Le point de vue de The Observer sur le contrecoup en Iran après la mort de Mahsa Amini | Éditorial de l’observateur

La réponse du régime iranien à la mort en garde à vue d’une femme de 22 ans, Mahsa Amini, est terriblement familière. Premièrement, les autorités ont menti sur ce qui s’était passé, affirmant qu’Amini était décédée de causes naturelles malgré le témoignage de témoins oculaires selon lesquels elle avait été battue à plusieurs reprises par des agents. Puis, alors que les manifestations se répandaient dans tout le pays, ils ont tenté de dissimuler tout en dénonçant les manifestants comme des ennemis de la révolution islamique.

Aujourd’hui, face à une fureur publique non apaisée et à une réaction de plus en plus politisée, les dirigeants du régime ont lancé une violente répression, faisant davantage de morts. Les marcheurs des contre-manifestations organisées par l’État exigent l’exécution des « contrevenants au Coran » tandis que le ministère du renseignement mal nommé de Téhéran calomnie les manifestants comme des séditionnistes opposés aux valeurs religieuses.

Cette sombre séquence d’événements, bien que prévisible, est à la fois exaspérante et angoissante, principalement pour la famille d’Amini, mais aussi pour tous ceux en Iran qui cherchent à construire une société ouverte où les droits humains, et les droits des femmes en particulier, sont respectés. Des manifestations similaires dans le passé, comme le mouvement Girls of Revolution Street en 2018, n’ont pas produit de changement mais une répression renouvelée.

Ce sera peut-être différent cette fois. La bravoure des jeunes femmes face aux forces de sécurité et à la soi-disant police des mœurs (Gasht-eErshad ou « patrouille d’orientation ») est inspirante. Ils sont soutenus par de nombreux jeunes hommes et de nombreux autres parmi une population plus âgée épuisée par de graves difficultés économiques, la corruption officielle et l’illégitimité des politiciens au pouvoir qui ont volé les élections de 2021.

La question qui a conduit à l’arrestation d’Amini – le port « inapproprié » du hijab – a une portée symbolique énorme. Le port obligatoire du hijab a été introduit par les partisans de l’ayatollah Ruhollah Khomeiny après la révolution de 1979 comme moyen de purger leurs rivaux. De nos jours, il est utilisé pour exercer un contrôle social et maintenir grossièrement les femmes « à leur place ».

Pourtant, la plupart des Iraniens rejettent le caractère obligatoire des réglementations religieuses, affirmant que le port du hijab est le choix d’une femme. Une enquête indépendante en 2020 a révélé que 72% s’opposaient au hijab obligatoire. Après la mort d’Amini, des organisations de la société civile et des célébrités ont appelé à des réformes. Certains chefs religieux admettent que la loi discrédite l’Islam.

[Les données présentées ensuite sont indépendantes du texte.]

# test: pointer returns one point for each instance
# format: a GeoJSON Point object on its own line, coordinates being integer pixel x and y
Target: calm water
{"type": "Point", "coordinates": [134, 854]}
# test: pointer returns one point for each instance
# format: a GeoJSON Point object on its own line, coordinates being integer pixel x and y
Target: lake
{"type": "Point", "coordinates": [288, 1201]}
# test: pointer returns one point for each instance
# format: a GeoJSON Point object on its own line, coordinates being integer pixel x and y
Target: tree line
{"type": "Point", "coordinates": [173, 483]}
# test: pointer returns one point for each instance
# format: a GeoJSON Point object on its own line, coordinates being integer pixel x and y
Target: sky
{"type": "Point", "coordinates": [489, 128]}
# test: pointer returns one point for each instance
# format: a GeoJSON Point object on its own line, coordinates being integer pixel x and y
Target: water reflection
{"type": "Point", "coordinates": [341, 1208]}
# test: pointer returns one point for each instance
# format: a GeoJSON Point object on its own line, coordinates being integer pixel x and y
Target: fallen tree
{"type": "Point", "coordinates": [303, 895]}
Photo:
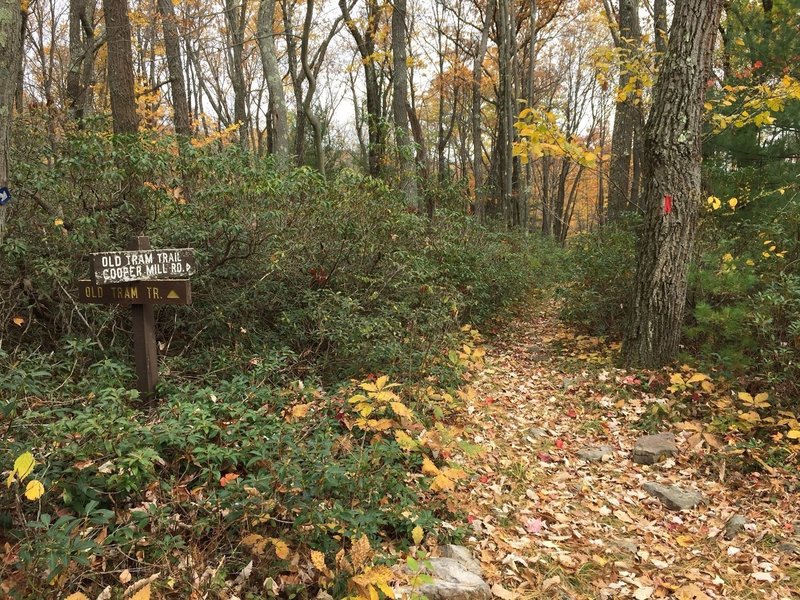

Les manifestations à ce jour ne correspondent pas en taille au soulèvement de la classe moyenne, connu sous le nom de Mouvement vert, qui a éclaté après l’élection présidentielle contestée de 2009. Ils n’ont pas non plus atteint le niveau de létalité observé lors des manifestations économiques nationales de 2019, lorsque des centaines de personnes ont été tuées. Mais ils représentent un avertissement sérieux, peut-être une dernière chance, pour un régime moralement en faillite et despotique.

Le président iranien, Ebrahim Raisi, s’est plaint la semaine dernière à l’ONU à New York du double standard occidental en matière de droits de l’homme. Ils existent certes, mais cela ne justifie guère les horribles dérives auxquelles il préside. Les exemples notoires incluent le traitement atroce infligé à la défenseuse des droits des femmes, Nasrin Sotoudeh, l’utilisation de la torture et la prise d’otages affectant les binationaux.

Raisi doit mettre de l’ordre dans sa propre maison avant que le peuple ne se lève et le fasse pour lui. Ce n’est pas parce que les bouleversements internes n’aboutissent souvent à rien que le régime est invincible, comme l’a découvert le Shah. La mauvaise santé du chef suprême iranien ultra-réactionnaire de 83 ans, l’ayatollah Ali Khamenei, suggère que le changement est à venir. Ce serait le bon moment pour repenser l’avenir de l’Iran chez lui et dans le monde.

L’Iran semble pris dans une distorsion temporelle, menant les batailles d’antan. Les États-Unis ne sont pas des amis, mais Joe Biden veut vraiment un accord sur le nucléaire. Les Arabes du Golfe font la paix avec Israël. Les failles qui ont défini le Moyen-Orient pendant des générations se referment. Les défis d’aujourd’hui sont mondiaux. L’Iran pourrait se débarrasser de son statut de paria et redevenir une grande nation – si seulement son peuple, et en particulier ses femmes cruellement opprimées, étaient libérés.